Władimir Putin zgodził się na misję OBWE na Ukrainie, ale to pozorowany ruch. Bo ze strony Rosji nie widać cienia dobrej woli – mówi Marek Siwiec, były szef BBN, obecnie eurodeputowany partii Twój Ruch.
Na Krymie rosyjskie wojska przejmują kolejne strategiczne obiekty. Nie wierzę, że wysłanie tam misji Organizacji Bezpieczeństwa i Współpracy w Europie może zmienić sytuację. Choć Putin przystał na propozycję kanclerz Angeli Merkel, by powołać międzynarodową grupę kontaktową pod kierownictwem OBWE do mediacji politycznej między Rosją a Ukrainą, to jasno widać, że Moskwa robi trzy kroki do przodu i dwa do tyłu.
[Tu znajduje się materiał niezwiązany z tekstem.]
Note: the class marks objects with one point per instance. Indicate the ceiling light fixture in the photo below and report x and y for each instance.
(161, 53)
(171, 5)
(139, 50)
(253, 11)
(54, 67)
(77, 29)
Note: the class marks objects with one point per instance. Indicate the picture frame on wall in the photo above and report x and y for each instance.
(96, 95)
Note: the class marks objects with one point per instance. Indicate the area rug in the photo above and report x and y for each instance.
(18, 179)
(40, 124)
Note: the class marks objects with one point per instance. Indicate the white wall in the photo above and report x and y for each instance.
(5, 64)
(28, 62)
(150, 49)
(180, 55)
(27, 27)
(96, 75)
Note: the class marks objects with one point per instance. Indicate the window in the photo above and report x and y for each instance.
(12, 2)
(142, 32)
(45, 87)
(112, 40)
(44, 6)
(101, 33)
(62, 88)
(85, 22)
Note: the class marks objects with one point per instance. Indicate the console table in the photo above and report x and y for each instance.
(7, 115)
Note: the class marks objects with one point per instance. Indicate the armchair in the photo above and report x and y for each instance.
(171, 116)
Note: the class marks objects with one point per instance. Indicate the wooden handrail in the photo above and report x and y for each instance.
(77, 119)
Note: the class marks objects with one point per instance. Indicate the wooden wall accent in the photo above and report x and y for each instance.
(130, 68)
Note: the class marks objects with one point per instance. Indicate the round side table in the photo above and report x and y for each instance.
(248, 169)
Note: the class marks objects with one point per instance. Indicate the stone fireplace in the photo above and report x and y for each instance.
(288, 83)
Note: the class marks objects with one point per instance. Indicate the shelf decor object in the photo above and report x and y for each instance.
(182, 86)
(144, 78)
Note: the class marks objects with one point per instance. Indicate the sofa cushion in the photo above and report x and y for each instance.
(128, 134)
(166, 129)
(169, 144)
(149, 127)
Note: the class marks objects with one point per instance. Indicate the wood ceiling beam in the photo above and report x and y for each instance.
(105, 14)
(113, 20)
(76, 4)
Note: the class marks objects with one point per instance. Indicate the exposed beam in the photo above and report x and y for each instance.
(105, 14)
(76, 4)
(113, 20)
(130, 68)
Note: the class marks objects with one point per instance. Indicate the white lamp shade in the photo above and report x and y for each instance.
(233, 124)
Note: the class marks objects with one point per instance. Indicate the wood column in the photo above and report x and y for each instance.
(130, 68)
Dziś mówi się o międzynarodowej komisji, a jednocześnie prowokatorzy demonstranci inspirują zamieszki w Doniecku. Nie widać cienia dobrej woli ze strony Rosji, inaczej zaprzestałaby ona wysyłania wojsk na Krym.
Rosja pokazała fatalny wizerunek całego kraju, występując w roli międzynarodowego bandyty. Dlatego widzę ciemny scenariusz na najbliższe dni – Unia Europejska będzie stosować presję dyplomatyczną, ale trwa pełzająca inwazja, która może doprowadzić do rozpadu Ukrainy.